Notfalltag im Rhein-Sieg-Kreis Rettungsdienste üben in Königswinter für den Ernstfall

KÖNIGSWINTER · 200 Notärzte, Notfallsanitäter und Rettungsassistenten üben beim Notfalltag der gemeinnützigen Gesellschaft der Franziskanerinnen zu Olpe (GFO) in Königswinter gemeinsam mit der Feuerwehr den Ernstfall. Die GFO stellt für drei Standorte im Rhein-Sieg-Kreis den Notarzt.

 Üben für den Ernstfall: Die Rettung eingeklemmter Personen nach einem Unfall fordert den Einsatzkräften einiges ab.

Üben für den Ernstfall: Die Rettung eingeklemmter Personen nach einem Unfall fordert den Einsatzkräften einiges ab.

Foto: Frank Homann

Mit lautem Knirschen fressen sich die beiden Messer der hydraulischen Rettungsschere in das Autoblech.

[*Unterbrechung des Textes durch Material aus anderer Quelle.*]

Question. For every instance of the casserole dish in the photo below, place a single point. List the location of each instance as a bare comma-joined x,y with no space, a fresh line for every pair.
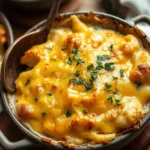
6,36
115,24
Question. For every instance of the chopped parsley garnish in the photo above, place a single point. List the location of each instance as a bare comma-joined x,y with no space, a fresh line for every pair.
64,47
110,99
96,27
118,102
80,62
138,85
111,47
94,76
109,66
27,82
100,66
77,81
48,47
75,57
95,70
68,113
72,80
90,66
36,99
53,59
85,111
108,86
121,73
77,73
69,74
75,51
87,86
69,61
49,93
76,105
102,58
43,114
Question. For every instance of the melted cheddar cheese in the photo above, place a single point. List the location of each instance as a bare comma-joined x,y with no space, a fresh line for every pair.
83,84
2,42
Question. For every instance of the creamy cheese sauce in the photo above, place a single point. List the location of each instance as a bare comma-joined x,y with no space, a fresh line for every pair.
83,84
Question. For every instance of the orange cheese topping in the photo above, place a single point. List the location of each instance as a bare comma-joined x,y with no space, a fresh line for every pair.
83,84
2,41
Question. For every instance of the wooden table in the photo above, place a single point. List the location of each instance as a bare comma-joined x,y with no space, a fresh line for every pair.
21,22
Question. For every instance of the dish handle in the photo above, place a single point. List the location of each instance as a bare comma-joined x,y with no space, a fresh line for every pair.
6,144
141,18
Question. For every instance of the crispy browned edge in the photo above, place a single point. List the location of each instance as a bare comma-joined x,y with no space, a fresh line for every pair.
122,29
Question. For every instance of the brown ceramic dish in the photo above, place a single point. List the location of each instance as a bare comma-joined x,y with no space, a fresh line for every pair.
31,139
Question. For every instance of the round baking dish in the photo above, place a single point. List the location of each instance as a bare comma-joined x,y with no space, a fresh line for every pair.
32,139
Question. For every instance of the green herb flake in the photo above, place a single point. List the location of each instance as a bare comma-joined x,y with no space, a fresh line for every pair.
85,111
110,99
95,70
94,76
109,66
49,94
69,74
102,58
100,66
108,86
79,81
121,73
90,66
80,62
68,113
43,114
27,82
75,57
96,27
138,85
36,99
75,51
77,73
53,59
87,86
111,47
69,61
118,102
48,47
73,80
64,48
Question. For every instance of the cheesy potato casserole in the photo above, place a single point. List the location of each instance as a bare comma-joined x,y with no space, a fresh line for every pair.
85,84
2,42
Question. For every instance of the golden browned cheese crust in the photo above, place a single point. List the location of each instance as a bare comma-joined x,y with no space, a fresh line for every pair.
83,84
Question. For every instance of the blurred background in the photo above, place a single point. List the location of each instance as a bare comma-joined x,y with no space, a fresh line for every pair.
23,14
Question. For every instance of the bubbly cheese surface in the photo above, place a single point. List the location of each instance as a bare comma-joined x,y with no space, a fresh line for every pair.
83,84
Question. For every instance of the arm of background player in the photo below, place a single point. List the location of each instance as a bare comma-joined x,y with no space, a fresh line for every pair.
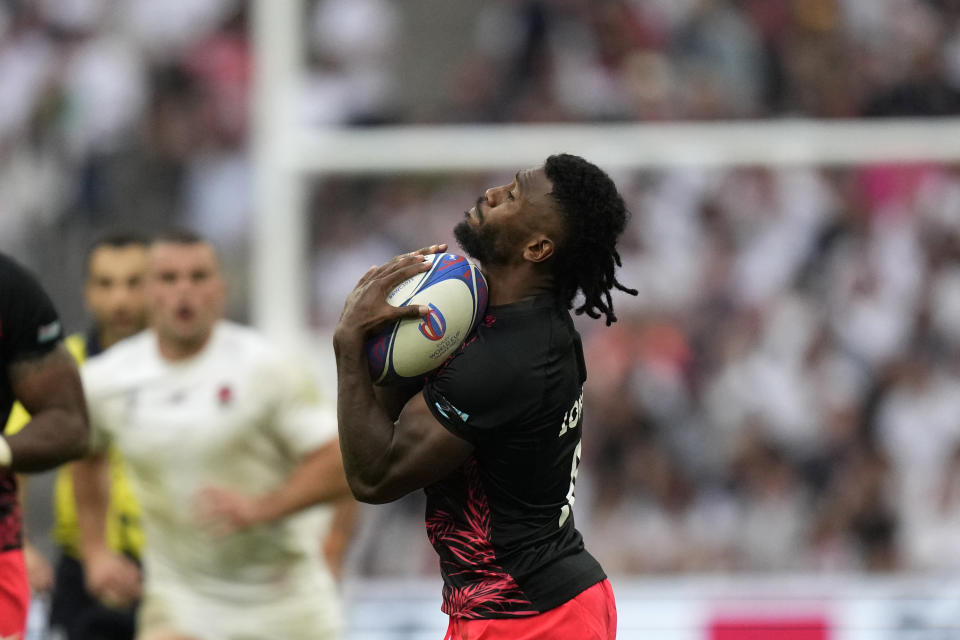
318,478
49,388
111,577
384,460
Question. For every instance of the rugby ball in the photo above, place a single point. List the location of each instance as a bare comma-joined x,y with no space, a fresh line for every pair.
456,293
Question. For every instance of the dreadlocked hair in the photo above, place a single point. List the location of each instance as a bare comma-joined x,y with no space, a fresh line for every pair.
594,215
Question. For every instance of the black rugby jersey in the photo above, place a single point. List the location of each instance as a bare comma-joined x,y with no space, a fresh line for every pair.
29,327
502,524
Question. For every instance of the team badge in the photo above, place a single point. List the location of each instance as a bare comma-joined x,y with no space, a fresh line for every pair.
433,325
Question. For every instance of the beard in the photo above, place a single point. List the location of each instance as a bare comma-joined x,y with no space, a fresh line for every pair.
486,244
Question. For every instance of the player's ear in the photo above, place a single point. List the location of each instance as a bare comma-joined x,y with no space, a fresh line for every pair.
538,248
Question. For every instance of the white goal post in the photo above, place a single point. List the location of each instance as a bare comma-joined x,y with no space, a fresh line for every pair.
285,150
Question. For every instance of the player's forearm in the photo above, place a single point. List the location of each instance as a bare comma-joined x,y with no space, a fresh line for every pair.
91,488
318,479
366,430
52,437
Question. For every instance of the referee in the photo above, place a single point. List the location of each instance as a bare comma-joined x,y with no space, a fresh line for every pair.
113,292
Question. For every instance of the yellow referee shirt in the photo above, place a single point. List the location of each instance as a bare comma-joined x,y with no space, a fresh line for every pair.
124,533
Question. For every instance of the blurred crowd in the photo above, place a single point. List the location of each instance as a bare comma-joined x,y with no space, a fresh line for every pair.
781,394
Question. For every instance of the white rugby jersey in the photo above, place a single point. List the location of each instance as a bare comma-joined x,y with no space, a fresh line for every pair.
238,415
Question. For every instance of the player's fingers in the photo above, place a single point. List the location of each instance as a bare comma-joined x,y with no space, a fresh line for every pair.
399,263
434,248
367,276
406,270
411,311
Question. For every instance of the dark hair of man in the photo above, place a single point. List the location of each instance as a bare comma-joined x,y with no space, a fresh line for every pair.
115,240
179,236
594,215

Keine Minute dauert es, bis die A-Säule des Wagens, die Autodach und Karosserie im Frontbereich verbindet, durchtrennt ist. Nur wenig später kann dank des routinierten Einsatzes der Feuerwehr bereits das komplette Dach des Unfallfahrzeugs abgehoben werden – zwölf Minuten, in denen die junge Frau, die eingeklemmt im Inneren des Wagens auf Rettung hofft, allerdings durch die Hölle geht: Zum Lärm, den Schere, Spreizer, Hydraulikpumpe und Co. verursachen, gesellen sich Angst und Schmerzen.

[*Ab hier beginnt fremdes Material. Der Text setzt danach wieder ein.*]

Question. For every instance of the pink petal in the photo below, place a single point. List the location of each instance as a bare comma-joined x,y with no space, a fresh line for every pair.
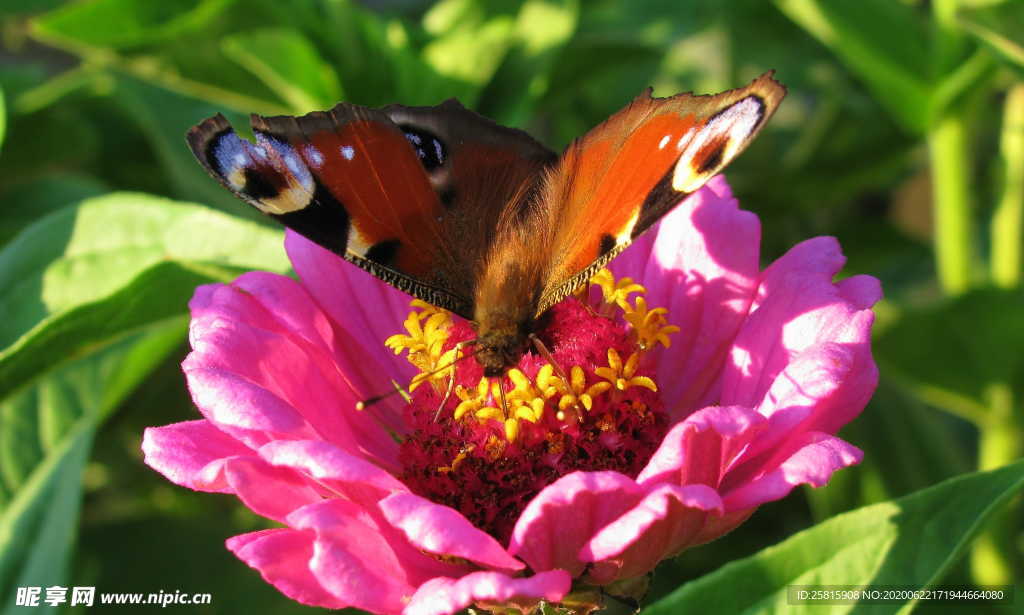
189,453
701,263
248,411
701,448
240,345
798,307
358,564
801,399
444,531
290,305
667,521
813,464
366,311
443,596
272,492
346,475
283,556
566,514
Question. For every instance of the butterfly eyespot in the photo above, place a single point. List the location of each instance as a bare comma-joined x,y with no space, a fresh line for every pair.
711,157
311,154
261,184
428,147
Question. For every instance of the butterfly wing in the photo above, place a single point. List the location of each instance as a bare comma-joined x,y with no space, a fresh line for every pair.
380,187
620,178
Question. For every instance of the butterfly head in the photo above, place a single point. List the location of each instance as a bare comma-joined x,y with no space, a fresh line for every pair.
501,347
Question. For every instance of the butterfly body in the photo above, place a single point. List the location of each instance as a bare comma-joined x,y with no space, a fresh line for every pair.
477,218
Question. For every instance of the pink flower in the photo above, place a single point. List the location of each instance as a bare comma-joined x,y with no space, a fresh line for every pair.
401,508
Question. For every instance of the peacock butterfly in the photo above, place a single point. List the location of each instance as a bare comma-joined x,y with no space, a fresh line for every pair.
473,217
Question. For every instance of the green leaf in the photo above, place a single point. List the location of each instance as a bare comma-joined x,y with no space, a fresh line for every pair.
543,28
123,24
981,336
27,202
881,41
46,433
469,46
289,64
1000,28
86,275
910,541
164,117
3,118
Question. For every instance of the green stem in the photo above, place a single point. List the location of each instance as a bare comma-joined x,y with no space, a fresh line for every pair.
993,558
1009,217
949,152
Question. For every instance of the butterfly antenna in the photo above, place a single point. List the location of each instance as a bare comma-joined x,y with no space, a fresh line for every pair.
543,350
501,393
369,401
448,393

„Die gesamte Situation ist für den Patienten extrem gespenstisch und beängstigend“, weiß Notarzt Holger Liebermann. Wie gut, dass die Mitarbeiter des Rettungsdienstes den Umgang mit Menschen in solchen Extremsituationen lernen. Wie gut auch, dass es sich bei dem Unfallszenario, das auf dem Gelände der Rettungswache in der Königswinterer Altstadt nachgestellt wurde, nur um eine Übung handelte.

Kongress zur Fortbildung

In einem Workshop, der im Rahmen des GFO-Notfalltages stattfand, wurde in Zusammenarbeit mit der Feuerwehr Königswinter das Zusammenspiel zwischen technischer und medizinischer Rettung eines im Auto eingeklemmten Patienten geübt. Der Veranstalter der Fortbildung, die gemeinnützige Gesellschaft der Franziskanerinnen zu Olpe (GFO), stellt für drei Standorte im Rhein-Sieg-Kreis den Notarzt: neben Königswinter/Bad Honnef auch für Troisdorf und Sieglar. Insgesamt nutzten rund 200 Notärzte, Notfallsanitäter und Rettungsassistenten die Gelegenheit, sich bei dem eintägigen Kongress theoretisch und praktisch fortzubilden. Themen waren unter anderem Besonderheiten beim Kindernotfall und beim Palliativpatienten, geburtshilfliche Notfälle, Beatmung und Reanimation, Knochen- und Gelenkverletzungen und eben die Rettung eingeklemmter Personen.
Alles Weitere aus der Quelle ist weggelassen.